Member recipe by cdabee
A hearty, warm and deep flavoured dish ideal for cold winter nights.
- 1 brace Pheasants 1x Cock Bird 1 x Hen Bird
- 1 large Onion chopped
- 2 each Carrot diced
- 1 stick Celery chopped
- 1 pint Vegetable bullion
- 1 packet Chicken Chasseur mix Knorr
- 2 tablespoons olive oil
- 2 rashers Smoked bacon
- If you buy hung pheasants you will have to dress them, I don't bother plucking the birds I just skin them and remove the wing tips and feet.
- In a large saucepan heat 1 tablespoon of oil toss in the onions,carrot, celery, bacon and sweat gently for about five mins, put the joints in the saucepan and cover with the stock.
- Bring to the boil, lower the heat and simmer for 2 hours.
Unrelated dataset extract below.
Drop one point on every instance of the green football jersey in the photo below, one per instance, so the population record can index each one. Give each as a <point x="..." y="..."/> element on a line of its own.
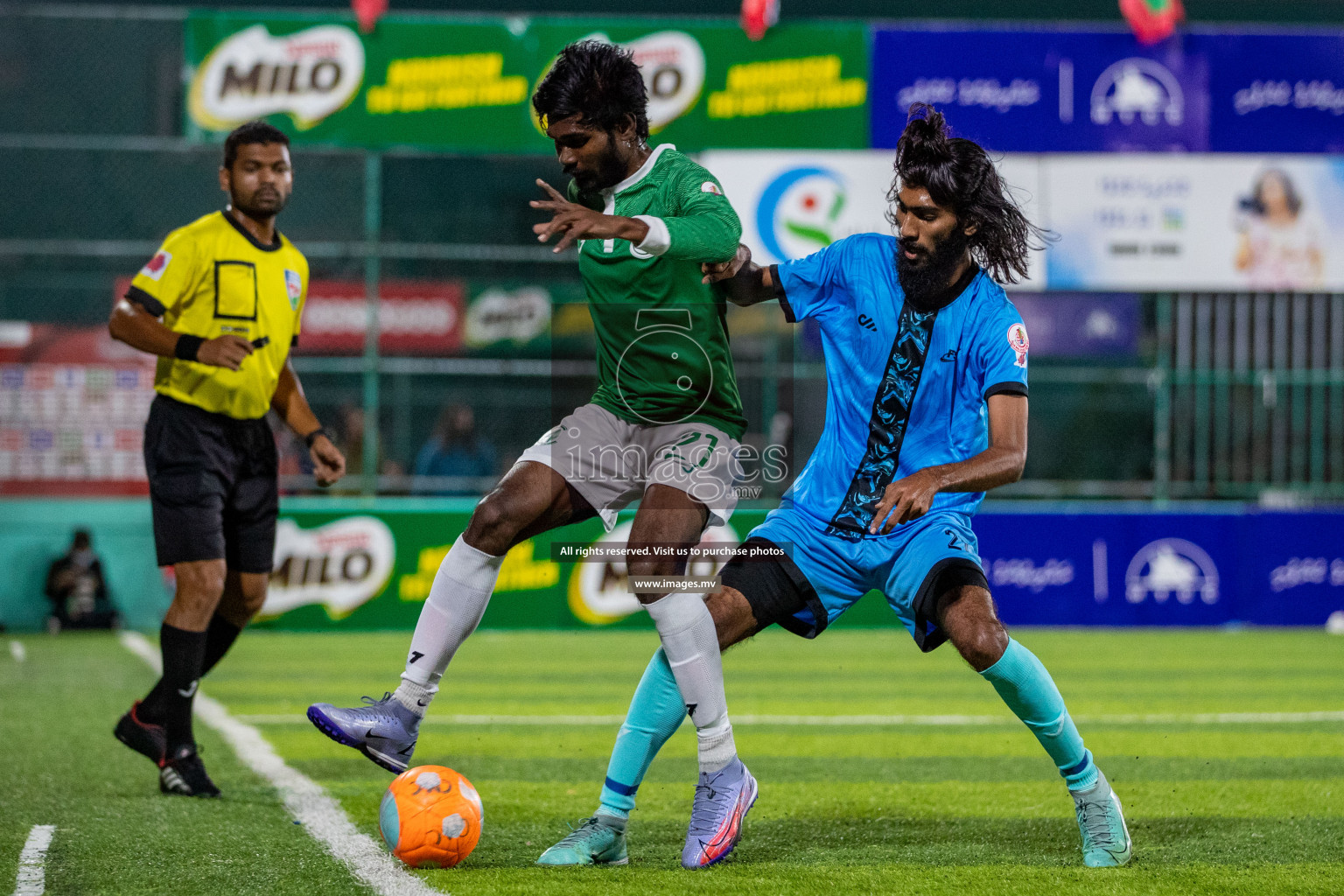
<point x="662" y="336"/>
Remove from the heat and cool quickly, cover and leave in the fridge overnight
- When required, skim the fat from the surface and discard, remove the meat from the stock, Drain and discard the stock leaving the veg, put this in a clean casserole dish, Remove the meat from the bones and cut into cubes put on top of the veg,
- Make up the packet of Chasseur mix and pour into the dish. Cover and put in a preheated oven 180c for thirty to forty mins or until piping hot. Thicken if required with cornflour.
- Serve with creamy mashed potatoes.